What are adversarial examples?

  • Since 2013, deep neural networks have matched human performance at..
    • Face recognition
    • Object recognition
    • Captcha recognition
      • Because its accuracy was higher than humans, Websites tried to find another solution than Captcha.
    • And other tasks..
  • Before 2013 no body was surprised if they saw a computer made a mistake! But now the deep learning exists and its so important to know the problems and the causes.
  • Adversarial are problems and unusual mistake that deep learning make.
  • This topic wasn’t hot until deep learning can now do better and better than human!
  • An adversarial is an example that has been carefully computed to to be misclassified.
  • In a lot of cases the adversarial image isn’t changed much compared to the original image from the human perspective.
  • History of recent papers:
    • Biggio 2013: fool neural nets.
    • Szegedy et al 2013: fool ImageNet classifiers imperceptibly
    • Goodfellow et al 2014: cheap, closed form attack.
  • So the first story was in 2013. When Szegedy had a CNN that can classify images very well.
    • He wanted to understand more about how CNN works to improve it.
    • He give an image of an object and by using gradient ascent he tried to update the images so that it can be another object.
    • Strangely he found that the result image hasn’t changed much from the human perspective!
    • If you tried it you won’t notify any change and you will think that this is a bug! but it isn’t if you go for the image you will notice that they are completely different!
  • These mistakes can be found in almost any deep learning algorithm we have studied!
    • It turns out that RBF (Radial Basis Network) can resist this.
    • Deep Models for Density Estimation can resist this.
  • Not just for neural nets can be fooled:
    • Linear models
      • Logistic regression
      • Softmax regression
      • SVMs
    • Decision trees
    • Nearest neighbors
  • How do adversarial examples come about?
    • In the process in trying to understand what is happening, in 2016 they thought it was from overfitting models in the high dimensional data case.
      • Because in such high dimensions we could have some random errors which can be found.
      • So if we trained a model with another parameters it should not make the same mistake?
      • They found that not right. Models are reaching to the same mistakes so it doesn’t mean its overfitting.
    • In the previous mentioned experiment the found that the problem is caused by systematic thing not a random.
      • If they add some vector to an example it would misclassified to any model.
    • Maybe they are coming from underfitting not overfitting.
    • Modern deep nets are very piecewise linear
      • Rectified linear unit
      • Carefully tuned sigmoid # Most of the time we are inside the linear curve
      • Maxout
      • LSTM
    • Relation between the parameter and the output are non linear because it’s multiplied together thats what make training NN difficult, while mapping from linear from input and output are linear and much easier.

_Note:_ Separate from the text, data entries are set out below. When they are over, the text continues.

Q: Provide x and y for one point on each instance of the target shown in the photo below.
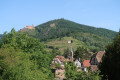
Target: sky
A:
(98, 13)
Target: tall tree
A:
(110, 66)
(81, 53)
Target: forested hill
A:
(93, 38)
(62, 27)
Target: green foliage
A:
(66, 53)
(70, 70)
(110, 66)
(72, 74)
(81, 53)
(24, 58)
(94, 38)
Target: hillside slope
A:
(93, 38)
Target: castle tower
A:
(71, 54)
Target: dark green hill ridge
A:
(94, 38)
(63, 27)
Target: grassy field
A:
(62, 43)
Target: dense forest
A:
(24, 58)
(94, 38)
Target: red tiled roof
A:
(86, 63)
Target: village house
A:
(30, 27)
(59, 59)
(96, 59)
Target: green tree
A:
(110, 66)
(70, 71)
(81, 53)
(66, 53)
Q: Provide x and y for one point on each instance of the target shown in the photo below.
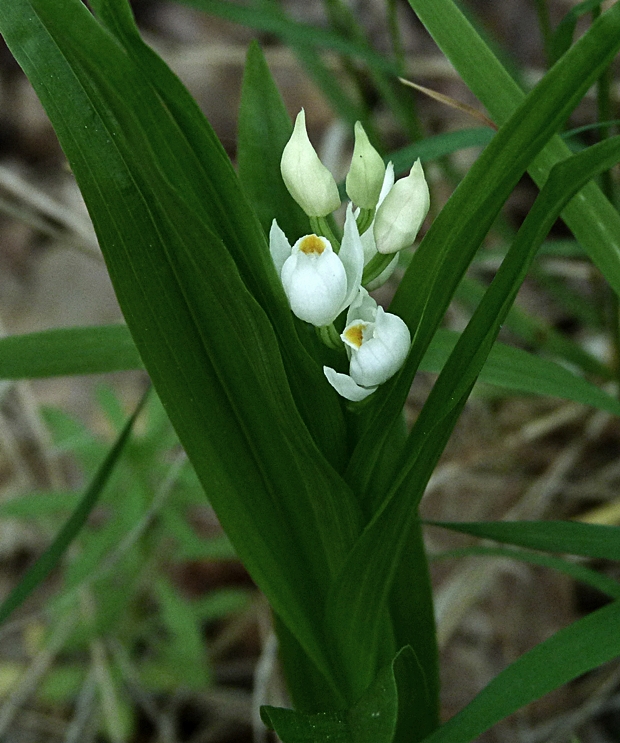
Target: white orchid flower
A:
(377, 343)
(318, 282)
(308, 181)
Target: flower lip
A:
(312, 245)
(353, 334)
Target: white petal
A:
(352, 257)
(279, 246)
(363, 307)
(345, 386)
(380, 357)
(315, 286)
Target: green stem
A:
(330, 337)
(375, 267)
(364, 220)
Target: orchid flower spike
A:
(377, 343)
(318, 282)
(308, 181)
(400, 216)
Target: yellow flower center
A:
(312, 244)
(355, 334)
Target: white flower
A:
(318, 282)
(377, 343)
(400, 216)
(308, 181)
(365, 176)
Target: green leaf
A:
(295, 33)
(199, 164)
(571, 652)
(440, 145)
(449, 246)
(592, 219)
(65, 351)
(563, 35)
(587, 540)
(386, 713)
(518, 371)
(363, 585)
(578, 572)
(53, 554)
(263, 130)
(194, 278)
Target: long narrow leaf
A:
(450, 244)
(67, 351)
(598, 581)
(364, 583)
(569, 653)
(592, 219)
(570, 537)
(53, 554)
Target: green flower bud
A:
(308, 181)
(366, 172)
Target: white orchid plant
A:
(322, 276)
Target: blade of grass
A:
(450, 244)
(518, 371)
(362, 587)
(598, 581)
(67, 351)
(592, 219)
(53, 554)
(571, 652)
(570, 537)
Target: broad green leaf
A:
(212, 185)
(386, 713)
(65, 351)
(574, 570)
(521, 372)
(183, 249)
(571, 537)
(53, 554)
(592, 219)
(109, 348)
(365, 580)
(536, 333)
(263, 130)
(569, 653)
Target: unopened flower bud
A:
(366, 173)
(402, 212)
(308, 181)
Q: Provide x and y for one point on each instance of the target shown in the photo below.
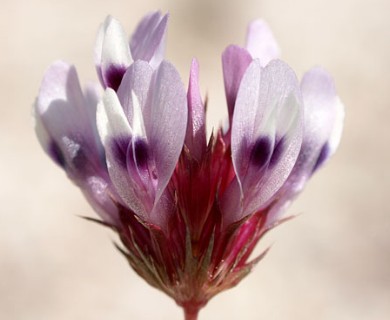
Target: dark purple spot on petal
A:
(278, 150)
(56, 154)
(119, 147)
(261, 152)
(113, 76)
(324, 154)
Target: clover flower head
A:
(188, 209)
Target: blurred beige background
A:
(332, 262)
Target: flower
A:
(188, 211)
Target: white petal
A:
(116, 134)
(266, 132)
(166, 122)
(116, 55)
(261, 43)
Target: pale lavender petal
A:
(266, 133)
(63, 123)
(324, 115)
(115, 56)
(235, 61)
(323, 122)
(196, 133)
(116, 135)
(136, 79)
(148, 41)
(166, 122)
(100, 195)
(97, 54)
(260, 42)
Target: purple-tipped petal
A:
(148, 41)
(196, 133)
(260, 42)
(235, 61)
(266, 133)
(116, 135)
(324, 114)
(166, 122)
(112, 49)
(323, 122)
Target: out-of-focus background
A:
(332, 262)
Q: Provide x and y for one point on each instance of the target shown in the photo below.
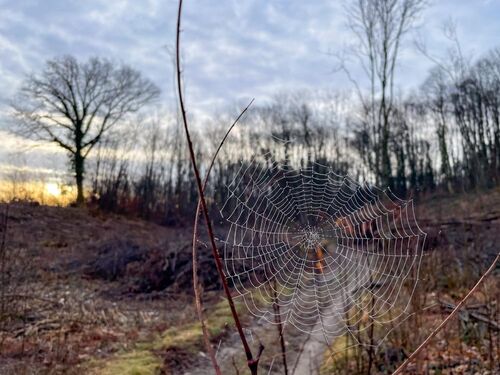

How can adversarial examples compromise machine learning systems?

  • If we are experimenting how easy a NN to fool, We want to make sure we are actually fooling it not just changing the output class, and if we are attackers we want to make this behavior to the NN (Get hole).
  • When we build Adversarial example we use the max norm constrain to perturbation.
  • The fast gradient sign method:
    • This method comes from the fact that almost all NN are using a linear activations (Like RELU) the assumption we have told before.
    • No pixel can be changed more than some amount epsilon.
    • Fast way is to take the gradient of the cost you used to train the network with respect to the input and then take the sign of that gradient multiply this by epsilon.
    • Equation:
      • Xdash = x + epslion * (sign of the gradient)
      • Where Xdash is the adversarial example and x is the normal example
    • So it can be detected by just using the sign (direction) and some epsilon.
  • Some attacks are based on ADAM optimizer.
  • Adversarial examples are not random noises!
  • NN are trained on some distribution and behaves well in that distribution. But if you shift this distribution the NN won’t answer the right answers. They will be so easy to fool.
  • deep RL can also be fooled.
  • Attack of the weights:
    • In linear models, We can take the learned weights image, take the signs of the image and add it to any example to force the class of the weights to be true. Andrej Karpathy, “Breaking Linear Classifiers on ImageNet”
  • It turns out that some of the linear models performs well (We cant get adversarial from them easily)
    • In particular Shallow RBFs network resist adversarial perturbation # By The fast gradient sign method
      • The problem is RBFs doesn’t get so much accuracy on the datasets because its just a shallow model and if you tried to get this model deeper the gradients will become zero in almost all the layers.
      • RBFs are so difficult to train even with batch norm. algorithm.
      • Ian thinks if we have a better hyper parameters or a better optimization algorithm that gradient decent we will be able to train RBFs and solve the adversarial problem!
  • We also can use another model to fool current model. Ex use an SVM to fool a deep NN.
    • For more details follow the paper: “Papernot 2016”
  • Transferability Attack
    1. Target model with unknown weights, machine learning algorithm, training set; maybe non differentiable
    2. Make your training set from this model using inputs from you, send them to the model and then get outputs from the model
    3. Train you own model. “Following some table from Papernot 2016”
    4. Create an Adversarial example on your model.
    5. Use these examples against the model you are targeting.
    6. You are almost likely to get good results and fool this target!
  • In Transferability Attack to increase your probability by 100% of fooling a network, You can make more than just one model may be five models and then apply them. “(Liu et al, 2016)”
  • Adversarial Examples are works for human brain also! for example images that tricks your eyes. They are a lot over the Internet.
  • In practice some researches have fooled real models from (MetaMind, Amazon, Google)
  • Someone has uploaded some perturbation into facebook and facebook was fooled :D


  • A lot of defenses Ian tried failed really bad! Including:
    • Ensembles
    • Weight decay
    • Dropout
    • Adding noise at train time or at test time
    • Removing perturbation with an autoencoder
    • Generative modeling
  • Universal approximator theorem
    • Whatever shape we would like our classification function to have a big enough NN can make it.
    • We could have train a NN that detects the Adversarial!
  • Linear models & KNN can be fooled easier than NN. Neural nets can actually become more secure than other models. Adversarial trained neural nets have the best empirical success rate on adversarial examples of any machine learning model.
    • Deep NNs can be trained with non linear functions but we will just need a good optimization technique or solve the problem with using such linear activator like “RELU”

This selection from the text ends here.